Substantively, the proposal was that nonlocal adjectives have quantificational determiner denotations, trigger raising of the NP in which they occur, stranding the determiner, and sometimes require properties of kinds as their arguments. This isn’t a general theory of all nonlocal readings, naturally. That would be far too ambitious for any single paper. But it has the shape of a general theory, and my hope is that further research will be able to fill in the gaps in a similar spirit.

From the broader cognitive perspective, though, one of the larger lessons is the balance between the explanatory burden on the ontology and on the structural machinery. For average, for example, one might have gone in the direction of recognizing ‘average Americans’ as actual, if very abstract, objects in the model, ‘fictive persons’. For occasional, I followed Gehrke and McNally (2010, 2015) in placing a great deal of explanatory weight on the notion of kinds, if perhaps not quite so much weight as they have.

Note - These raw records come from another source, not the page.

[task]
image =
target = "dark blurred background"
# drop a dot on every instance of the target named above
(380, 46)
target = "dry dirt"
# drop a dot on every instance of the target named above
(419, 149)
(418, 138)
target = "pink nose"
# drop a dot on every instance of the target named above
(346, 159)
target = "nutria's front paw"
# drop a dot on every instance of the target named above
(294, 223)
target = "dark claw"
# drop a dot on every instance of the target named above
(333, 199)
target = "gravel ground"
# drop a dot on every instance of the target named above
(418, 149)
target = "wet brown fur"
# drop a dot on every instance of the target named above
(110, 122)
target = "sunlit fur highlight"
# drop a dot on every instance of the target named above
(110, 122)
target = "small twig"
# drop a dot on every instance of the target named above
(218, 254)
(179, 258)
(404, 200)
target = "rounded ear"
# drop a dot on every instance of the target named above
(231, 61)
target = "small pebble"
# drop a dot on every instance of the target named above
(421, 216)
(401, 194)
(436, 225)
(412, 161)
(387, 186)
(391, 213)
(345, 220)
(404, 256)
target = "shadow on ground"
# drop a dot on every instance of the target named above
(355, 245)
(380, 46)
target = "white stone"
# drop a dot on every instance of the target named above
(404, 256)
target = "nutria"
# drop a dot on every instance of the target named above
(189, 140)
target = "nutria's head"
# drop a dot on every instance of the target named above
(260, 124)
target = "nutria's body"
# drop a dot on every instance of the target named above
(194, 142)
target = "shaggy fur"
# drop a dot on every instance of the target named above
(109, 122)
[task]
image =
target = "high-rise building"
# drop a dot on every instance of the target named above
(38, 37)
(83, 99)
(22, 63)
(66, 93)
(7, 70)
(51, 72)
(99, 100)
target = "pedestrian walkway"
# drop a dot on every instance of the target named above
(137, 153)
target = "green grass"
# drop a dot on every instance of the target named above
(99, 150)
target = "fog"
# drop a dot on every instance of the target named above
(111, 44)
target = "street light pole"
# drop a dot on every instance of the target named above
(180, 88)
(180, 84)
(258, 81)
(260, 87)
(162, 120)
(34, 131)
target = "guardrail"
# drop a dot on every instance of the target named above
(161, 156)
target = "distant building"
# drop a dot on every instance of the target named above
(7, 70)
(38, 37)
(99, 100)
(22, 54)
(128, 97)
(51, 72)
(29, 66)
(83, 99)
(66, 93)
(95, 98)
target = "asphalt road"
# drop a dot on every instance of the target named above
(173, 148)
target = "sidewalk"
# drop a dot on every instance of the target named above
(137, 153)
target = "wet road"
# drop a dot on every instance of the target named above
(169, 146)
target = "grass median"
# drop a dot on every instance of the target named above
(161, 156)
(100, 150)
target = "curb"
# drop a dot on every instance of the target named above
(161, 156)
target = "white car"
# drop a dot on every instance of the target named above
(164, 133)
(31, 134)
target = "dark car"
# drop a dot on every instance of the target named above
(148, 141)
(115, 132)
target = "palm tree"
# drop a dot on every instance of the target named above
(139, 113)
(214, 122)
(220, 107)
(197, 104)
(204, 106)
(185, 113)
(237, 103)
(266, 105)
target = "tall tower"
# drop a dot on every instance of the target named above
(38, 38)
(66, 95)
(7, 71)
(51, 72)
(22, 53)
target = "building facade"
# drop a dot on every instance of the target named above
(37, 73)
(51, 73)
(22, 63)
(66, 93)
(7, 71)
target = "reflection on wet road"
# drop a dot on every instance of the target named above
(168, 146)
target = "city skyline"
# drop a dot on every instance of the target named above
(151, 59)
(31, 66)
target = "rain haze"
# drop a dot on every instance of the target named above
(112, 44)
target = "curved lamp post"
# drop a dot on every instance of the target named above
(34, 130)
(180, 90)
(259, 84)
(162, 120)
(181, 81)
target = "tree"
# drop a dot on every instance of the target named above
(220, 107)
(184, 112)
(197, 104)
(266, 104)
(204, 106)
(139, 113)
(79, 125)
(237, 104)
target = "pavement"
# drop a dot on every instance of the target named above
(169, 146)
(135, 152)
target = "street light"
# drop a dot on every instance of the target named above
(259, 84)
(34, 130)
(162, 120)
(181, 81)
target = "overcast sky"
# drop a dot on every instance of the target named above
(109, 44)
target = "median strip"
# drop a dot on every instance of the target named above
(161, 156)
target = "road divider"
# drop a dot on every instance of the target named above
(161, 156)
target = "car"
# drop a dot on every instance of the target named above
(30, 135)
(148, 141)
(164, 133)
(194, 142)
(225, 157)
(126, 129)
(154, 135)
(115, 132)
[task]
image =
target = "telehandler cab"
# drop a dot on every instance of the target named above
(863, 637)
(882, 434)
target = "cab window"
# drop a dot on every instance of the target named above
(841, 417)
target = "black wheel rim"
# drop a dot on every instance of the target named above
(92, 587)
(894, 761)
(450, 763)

On the other hand, structural components played a crucial role. For average, one could go so far as Kennedy and Stanley (2009) do, and invoke quite high-powered syntactic and semantic machinery to twist the tree into the shape we require. For occasional, Larson (1999), Zimmermann (2000) and others provide a path that also requires quite a bit of syntactic machinery.

It is misguided, I think, to ask where we wind up in each respect: how much compositional structure do we need, how much metaphysics, and what the right balance is. Rather, we should recognize that there may be some explanatory trade-offs, but that inevitably, we will need a bit of both modes of explanation—and it is up to language to tell us how much we need of either.